There is very different emphasis in the two camps - the first focuses on getting as much done in the smallest amount of code, and generally is very flexible with variable typing, implicit instructions, and very powerful syntax. At the same time, its power is its weakness - it makes it very hard to troubleshoot because the language itself can be fuzzy, and too helpful.
The second group of languages force you to think more like the computer - very little is taken care of for you, variables are firmly defined and difficult to translate. This means a lot more work to do seemingly simple things - to open all files in a folder and process them in some way will take paragraphs if not pages of code. However, the benefit is you can see *exactly* what the code is doing, and know exactly what side-effects (if any) are involved.
To each their own, and each has its uses. Personally, I tend to prefer the latter, but envy the power of the former. To me, a scripting language with very expressive commands, but strong variable typing would be ideal.
I tend to use AppleScript in small doses, as I’ve never quite come around to its syntax - using a very English-like syntax makes me think that the various other ways of expressing a command should be valid, yet they aren’t. So, I spend most of my time trying to get the particular syntax correct. And the automatic type conversion has bitten me numerous times on alias vs file vs paths vs whathaveyou. At the same time, I’d never try to write a lot of these in C/C++, as the connectivity to other applications, and the file manipulation capabilities are both so innately powerful.
For large projects, or anything that will end up for an end-user, I tend to use C/C++, as I can tightly control the data structures, and to a certain extent predict behvaior better. Of course, I avoid a lot of the headaches in that arena by relying on static compliation where I can and I don’t tend to write programs that need multithreading or shared ownership of memory.

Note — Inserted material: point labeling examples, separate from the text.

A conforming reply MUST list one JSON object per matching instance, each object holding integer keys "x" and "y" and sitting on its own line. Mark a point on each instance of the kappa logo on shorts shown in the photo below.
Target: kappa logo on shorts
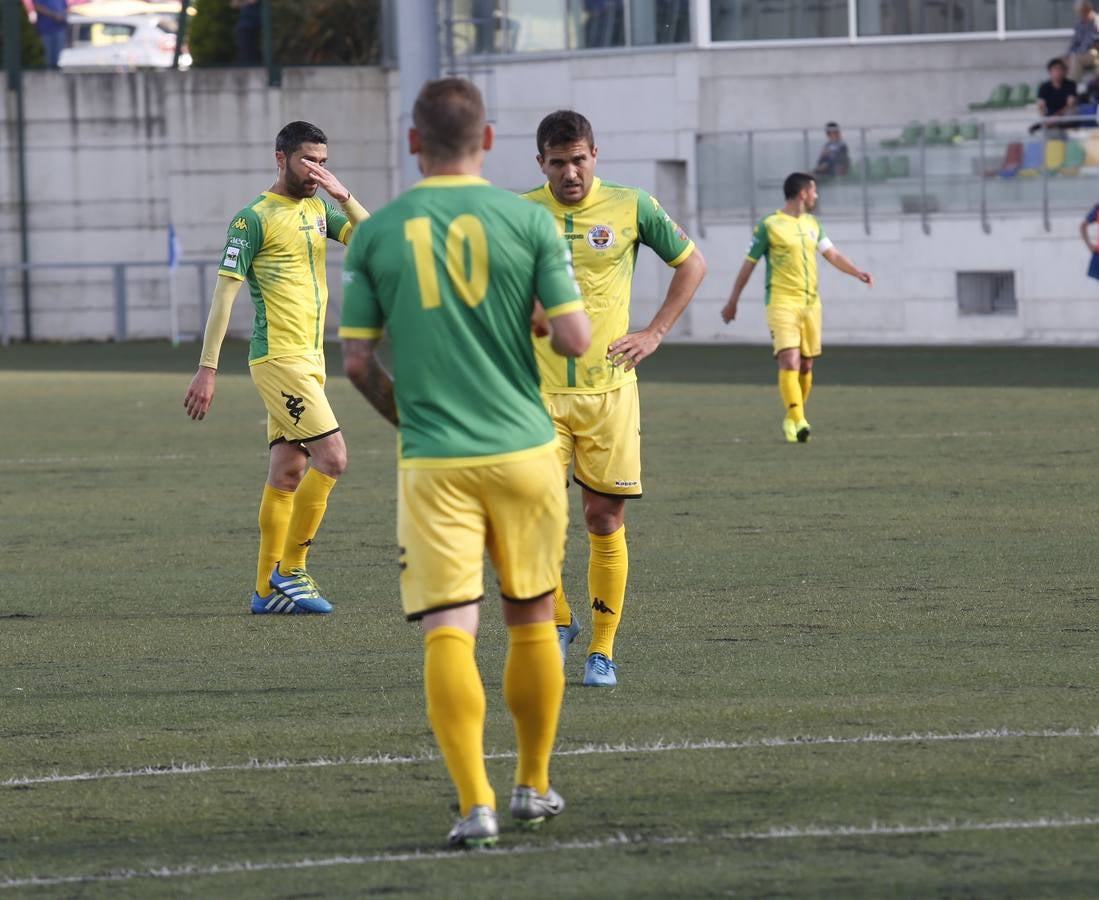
{"x": 296, "y": 406}
{"x": 601, "y": 237}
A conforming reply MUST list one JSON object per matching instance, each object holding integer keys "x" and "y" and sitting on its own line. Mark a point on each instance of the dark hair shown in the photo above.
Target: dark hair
{"x": 563, "y": 128}
{"x": 797, "y": 182}
{"x": 296, "y": 134}
{"x": 448, "y": 114}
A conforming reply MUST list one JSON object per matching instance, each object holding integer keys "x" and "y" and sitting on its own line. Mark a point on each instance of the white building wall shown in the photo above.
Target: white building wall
{"x": 113, "y": 158}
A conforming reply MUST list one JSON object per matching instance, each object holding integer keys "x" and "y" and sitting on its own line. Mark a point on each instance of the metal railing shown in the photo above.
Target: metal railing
{"x": 976, "y": 168}
{"x": 119, "y": 288}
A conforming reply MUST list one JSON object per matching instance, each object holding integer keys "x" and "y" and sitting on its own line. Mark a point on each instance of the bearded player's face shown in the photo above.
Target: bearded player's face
{"x": 569, "y": 169}
{"x": 299, "y": 182}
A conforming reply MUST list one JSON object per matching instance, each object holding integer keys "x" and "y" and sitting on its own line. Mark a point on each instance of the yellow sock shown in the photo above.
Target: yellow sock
{"x": 534, "y": 687}
{"x": 791, "y": 393}
{"x": 806, "y": 380}
{"x": 310, "y": 501}
{"x": 456, "y": 711}
{"x": 607, "y": 573}
{"x": 562, "y": 614}
{"x": 275, "y": 510}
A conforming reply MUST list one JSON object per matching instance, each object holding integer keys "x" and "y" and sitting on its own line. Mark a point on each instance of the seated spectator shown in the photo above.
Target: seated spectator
{"x": 1085, "y": 36}
{"x": 834, "y": 159}
{"x": 1056, "y": 97}
{"x": 52, "y": 24}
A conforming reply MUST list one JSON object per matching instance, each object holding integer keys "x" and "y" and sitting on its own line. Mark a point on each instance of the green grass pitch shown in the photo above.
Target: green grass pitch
{"x": 919, "y": 582}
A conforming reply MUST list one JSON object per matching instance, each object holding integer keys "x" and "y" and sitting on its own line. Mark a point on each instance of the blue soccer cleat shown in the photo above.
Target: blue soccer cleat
{"x": 566, "y": 634}
{"x": 299, "y": 589}
{"x": 599, "y": 671}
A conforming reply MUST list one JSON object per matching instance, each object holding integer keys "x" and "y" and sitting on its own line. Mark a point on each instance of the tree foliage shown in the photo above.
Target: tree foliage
{"x": 34, "y": 56}
{"x": 306, "y": 32}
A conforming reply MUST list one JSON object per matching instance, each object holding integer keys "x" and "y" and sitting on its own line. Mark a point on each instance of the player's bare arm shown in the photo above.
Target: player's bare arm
{"x": 729, "y": 311}
{"x": 368, "y": 376}
{"x": 200, "y": 393}
{"x": 631, "y": 348}
{"x": 847, "y": 267}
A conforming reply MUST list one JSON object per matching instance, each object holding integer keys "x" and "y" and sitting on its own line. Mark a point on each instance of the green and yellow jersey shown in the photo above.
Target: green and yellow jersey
{"x": 451, "y": 269}
{"x": 790, "y": 244}
{"x": 604, "y": 231}
{"x": 278, "y": 244}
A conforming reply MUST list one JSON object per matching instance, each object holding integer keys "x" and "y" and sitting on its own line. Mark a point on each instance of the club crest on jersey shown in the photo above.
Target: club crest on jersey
{"x": 600, "y": 237}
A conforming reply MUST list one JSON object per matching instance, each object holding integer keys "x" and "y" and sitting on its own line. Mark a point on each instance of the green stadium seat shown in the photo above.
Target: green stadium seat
{"x": 899, "y": 167}
{"x": 999, "y": 97}
{"x": 1022, "y": 96}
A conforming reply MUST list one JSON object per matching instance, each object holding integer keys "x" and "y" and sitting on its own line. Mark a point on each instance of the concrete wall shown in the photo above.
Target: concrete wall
{"x": 114, "y": 157}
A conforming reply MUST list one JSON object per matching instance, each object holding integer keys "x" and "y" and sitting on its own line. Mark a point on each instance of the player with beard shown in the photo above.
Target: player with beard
{"x": 277, "y": 245}
{"x": 790, "y": 239}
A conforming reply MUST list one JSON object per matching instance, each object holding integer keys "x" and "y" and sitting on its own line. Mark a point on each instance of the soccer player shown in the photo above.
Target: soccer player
{"x": 789, "y": 239}
{"x": 277, "y": 244}
{"x": 451, "y": 270}
{"x": 594, "y": 400}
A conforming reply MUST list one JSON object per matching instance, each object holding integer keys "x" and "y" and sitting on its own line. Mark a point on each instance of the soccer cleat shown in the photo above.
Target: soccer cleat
{"x": 566, "y": 634}
{"x": 477, "y": 830}
{"x": 530, "y": 809}
{"x": 299, "y": 588}
{"x": 599, "y": 671}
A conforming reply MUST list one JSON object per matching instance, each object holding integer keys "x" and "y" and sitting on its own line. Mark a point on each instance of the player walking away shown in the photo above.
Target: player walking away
{"x": 451, "y": 269}
{"x": 277, "y": 244}
{"x": 594, "y": 400}
{"x": 789, "y": 239}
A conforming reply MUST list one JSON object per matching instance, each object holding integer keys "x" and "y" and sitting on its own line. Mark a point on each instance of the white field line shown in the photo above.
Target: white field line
{"x": 621, "y": 840}
{"x": 589, "y": 750}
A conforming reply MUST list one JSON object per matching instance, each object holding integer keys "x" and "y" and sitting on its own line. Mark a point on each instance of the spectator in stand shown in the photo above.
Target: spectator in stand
{"x": 1056, "y": 97}
{"x": 834, "y": 159}
{"x": 52, "y": 24}
{"x": 1088, "y": 221}
{"x": 1085, "y": 36}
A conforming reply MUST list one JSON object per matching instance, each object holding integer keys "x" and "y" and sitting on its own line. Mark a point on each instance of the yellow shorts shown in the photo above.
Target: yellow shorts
{"x": 796, "y": 326}
{"x": 446, "y": 518}
{"x": 600, "y": 435}
{"x": 292, "y": 389}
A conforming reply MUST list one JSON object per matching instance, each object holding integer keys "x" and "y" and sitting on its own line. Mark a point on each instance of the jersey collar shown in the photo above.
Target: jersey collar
{"x": 450, "y": 181}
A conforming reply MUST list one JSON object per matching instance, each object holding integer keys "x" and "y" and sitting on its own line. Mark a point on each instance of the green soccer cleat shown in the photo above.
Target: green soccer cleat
{"x": 599, "y": 671}
{"x": 477, "y": 830}
{"x": 530, "y": 809}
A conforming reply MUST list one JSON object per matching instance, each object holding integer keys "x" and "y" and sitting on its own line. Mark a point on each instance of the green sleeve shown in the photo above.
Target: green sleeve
{"x": 362, "y": 314}
{"x": 334, "y": 220}
{"x": 243, "y": 241}
{"x": 658, "y": 231}
{"x": 554, "y": 279}
{"x": 758, "y": 247}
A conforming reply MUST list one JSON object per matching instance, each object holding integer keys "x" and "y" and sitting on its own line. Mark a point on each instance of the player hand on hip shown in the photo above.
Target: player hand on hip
{"x": 631, "y": 348}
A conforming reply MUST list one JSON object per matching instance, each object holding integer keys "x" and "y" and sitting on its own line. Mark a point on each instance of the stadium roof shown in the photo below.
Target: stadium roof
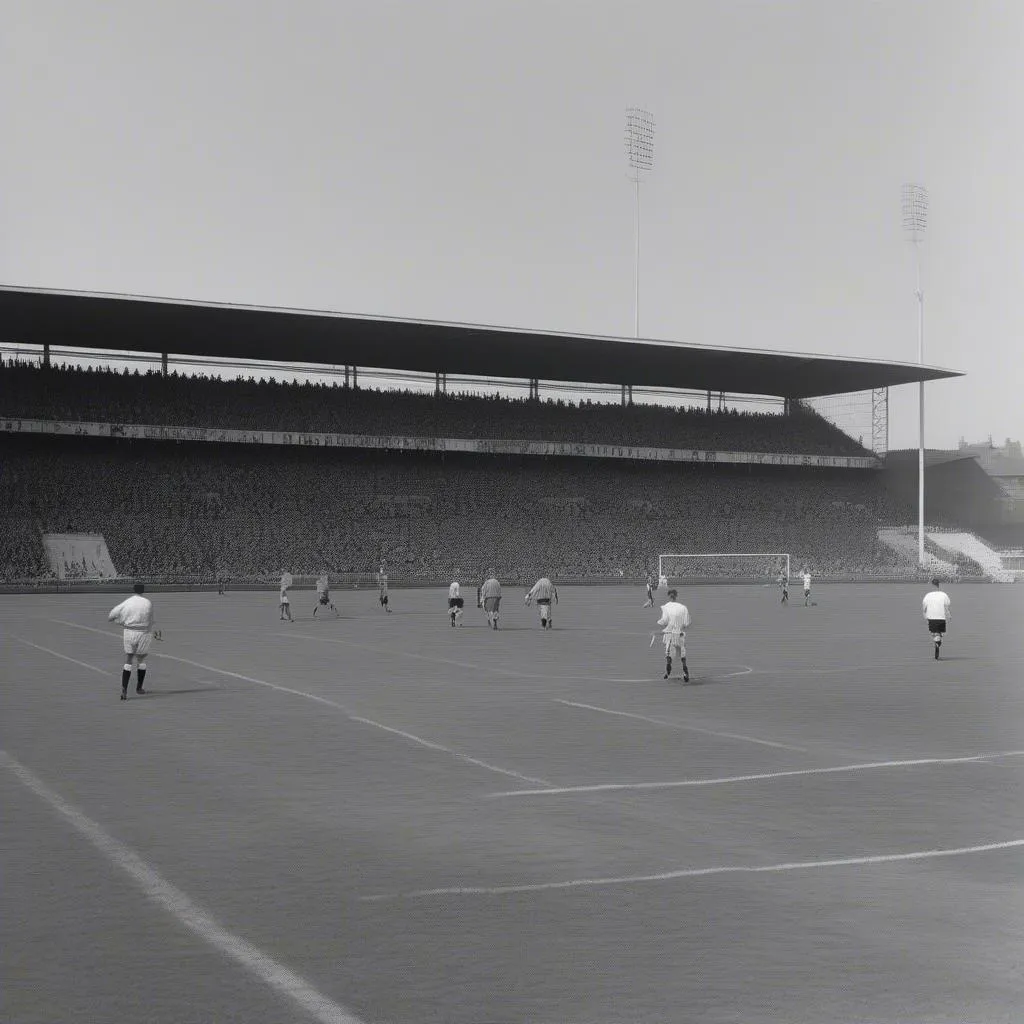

11 Jun 2006 at 04:06 pm | #
In my case, I think it’s the natural syntax that throws me off. Dynamic languages aren’t really much trouble, but the relatively arbitrary and “chatty” nature of AppleScript, with words like “my” having huge overloaded meaning, while words like “the” get by meaning nothing, just addles my little, shrinking brain…
12 Jun 2006 at 06:57 pm | #
Could you try something like the following?
on isAppRunning(s)
set isRunning to false
tell application “System Events”
try
set isRunning to exists application process s
end try
end tell
return isRunning
end isAppRunning
display dialog (isAppRunning("GrowlHelperApp"))
20 Jun 2006 at 03:25 pm | #
Although this example is slightly differnet than your case the “using terms from” feature might be helpful:
http://developer.apple.com/documentation/AppleScript/Conceptual/StudioBuildingApps/chapter04/chapter_4_section_2.html#//apple_ref/doc/uid/20001251-BAJGFJIH
20 Jun 2006 at 04:11 pm | #
Two responses:
Andy: no. That will tell you whether Growl is running, but growl’s execution status is irrelevant during compilation, which is the real issue here. The problem was how to get the script to compile when Growl wasn’t installed on the user’s system. (The runtime conditional, though, uses System Events, yes. But the primary problem isn’t a runtime one, it’s a compile-time one.)
Ron: again, no. The problem is trying to get things to compile. “using terms from” only works if the the thing is there to use terms from. But, when a user’s system doesn’t have Growl present, the compilation will fail… which leaves me in the original situation.
Thanks for both of your suggestions, though.